The most powerful aspect of the program for Ryan Morin, a 15-year-old with side-swept hair and a tie-dye T-shirt, has been the relationships he’s developed with the other participants. “We were all in a compromised position [when we arrived], which left us vulnerable,” he says. “The first people we encountered, we found a special bond with them. They bring out a better side of me; they have shown me who I really am and what I can become.”

So far, the program has proven effective at its central goal of keeping young men out of prison—for the 24 youth involved over the five-year period from 2011 to 2016, an internal study found it was 92 percent effective at preventing recidivism and adult incarceration.

Some say that the ultimate impact can’t be determined until years from now, once the “troubled” youth have grown up more and charted their own paths. But Sanford says he has seen noteworthy changes. “You see youth who are learning how to work successfully; they are being able to get control of substance abuse patterns; they are working through and stabilizing some of their interpersonal relationships … And you see some healing within some family systems.” Additionally, Sanford says, participants have gone on to attend college, join the military and secure steady employment.

A decade after getting involved at the age of 14, Smith is a shining example. He grew up in an abusive household and, after being put on probation in seventh grade, was ordered to work with a Sanford as a therapist.

The program “helped me stay grounded enough to complete high school—and look forward to something afterward,” Smith says. It also taught him to carry himself in a way that people respect and respond to.

Creating a Model to Share

In hopes of helping others replicate the model, Sanford is in the process of creating an open-source prison-flipping model with step-by-step instructions and online resources. He is planning to distribute it to each of the 300 communities with a closed prison later this year via the national cooperative extension system.
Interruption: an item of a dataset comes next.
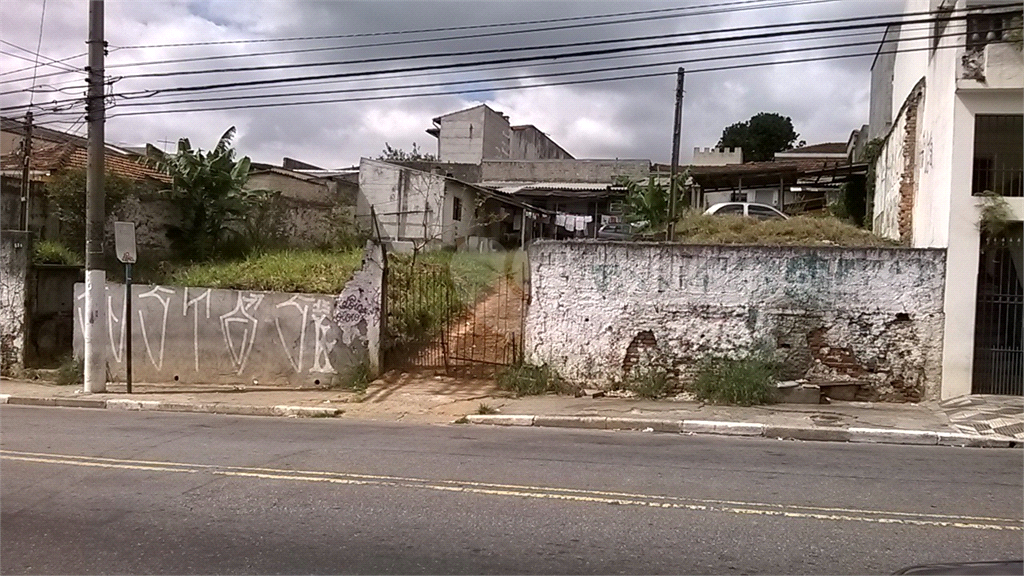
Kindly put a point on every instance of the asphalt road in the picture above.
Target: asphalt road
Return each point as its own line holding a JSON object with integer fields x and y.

Sanford hopes to help others in rural America convert spaces meant to confine and punish into spaces that nourish and rehabilitate. “If you look at a lot of these issues, especially around incarceration, it’s [been] a 90 percent urban conversation,” says Sanford. He wants to see that change.

At end of the day, the young people wrap up their projects and gather in the area being secured for the roosters. Strickland and two other young men retrieve the orange birds from their pens and set them down; two immediately begin to fight, fluffing their feathers and jumping toward each other. The young men hover, tempted to intervene. “Let ’em go,” Sanford says. “They’ve got to work this out.”